JMdictProject / JMdictIssues

JMdict Japanese dictionary - lexicographic, etc. issues management
16 stars 1 forks source link

Search-only forms #75

Closed JMdictProject closed 1 year ago

JMdictProject commented 1 year ago

As mention in the (closed) #46 issue, the [sK] and [sk] tags are now active. Their text descriptions are:

To enable a bit of initial downstream testing I have converted the "hiddenform" forms in two entries (3密 and カネロニ) to the tagged versions. I'd like to ask that contributors: (a) stop using the "hiddenform" flagging and instead directly propose [sK] and [sk] tags if any more come up; (b) hold off from converting any more flagged entries until I've tested it a bit.

I'll draft a section for the Editorial Policy and also a general notice particularly aimed at app/online site developers.

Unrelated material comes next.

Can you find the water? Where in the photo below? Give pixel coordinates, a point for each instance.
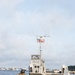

JMdictProject commented 1 year ago

I have:

I'll put out a message on the mailing list too.

robinjmdict commented 1 year ago

I think it would be helpful to list (or at least give a few examples of) the types of forms that should be tagged as sk/sK. Off the top of my head: kanji typos (変換ミス), uncommon 混ぜ書き forms, uncommon itaiji and kyūjitai, uncommon irregular okurigana forms, uncommon irregular readings.

The new section includes this sentence:

It is suggested that developers of dictionary apps and sites use these forms for searching purposes, but not show them as part of the full entry.

I would be more explicit and say that these forms should never appear as part of the full entry. They don't participate in the restriction structure and there's nothing to indicate whether they're irregular (e.g. 変換ミス) or just uncommon (e.g. itaiji). Displaying them alongside the non-sk/sK forms would be confusing/unhelpful for users.

I'll put out a message on the mailing list too.

Do we also need to contact Weblio? It's probably the largest site that uses JMdict data. As an aside, I've noticed that Weblio doesn't support our newer misc tags (e.g. dated, net-sl, hist). It also doesn't support any field tags or restr tags, which is a more significant issue...

JMdictProject commented 1 year ago

Thanks. I've beefed up the section in question to contain quite a few of your suggestions. I may make it a separate page altogether as developer-oriented recommendations are not exactly editorial policy.

I haven't been in touch with the Weblio people for many years so it may be a fresh start. I think they reload from JMdict about once a month. I wasn't aware they weren't tracking recent tag changes, but perhaps that's because of the update cycle.

robinjmdict commented 1 year ago

The timestamped pseudo-entry shows that Weblio's JMdict data is from 26th July 2022, so presumably they're updating it monthly. It's most likely an automated process and they're not even aware of tag changes. Supporting new/changed tags involves a little more work for Weblio than most sites/apps because they have to be translated into Japanese.

What's more concerning is that restriction tags are completely ignored. Apparently 切断 is read さいだん...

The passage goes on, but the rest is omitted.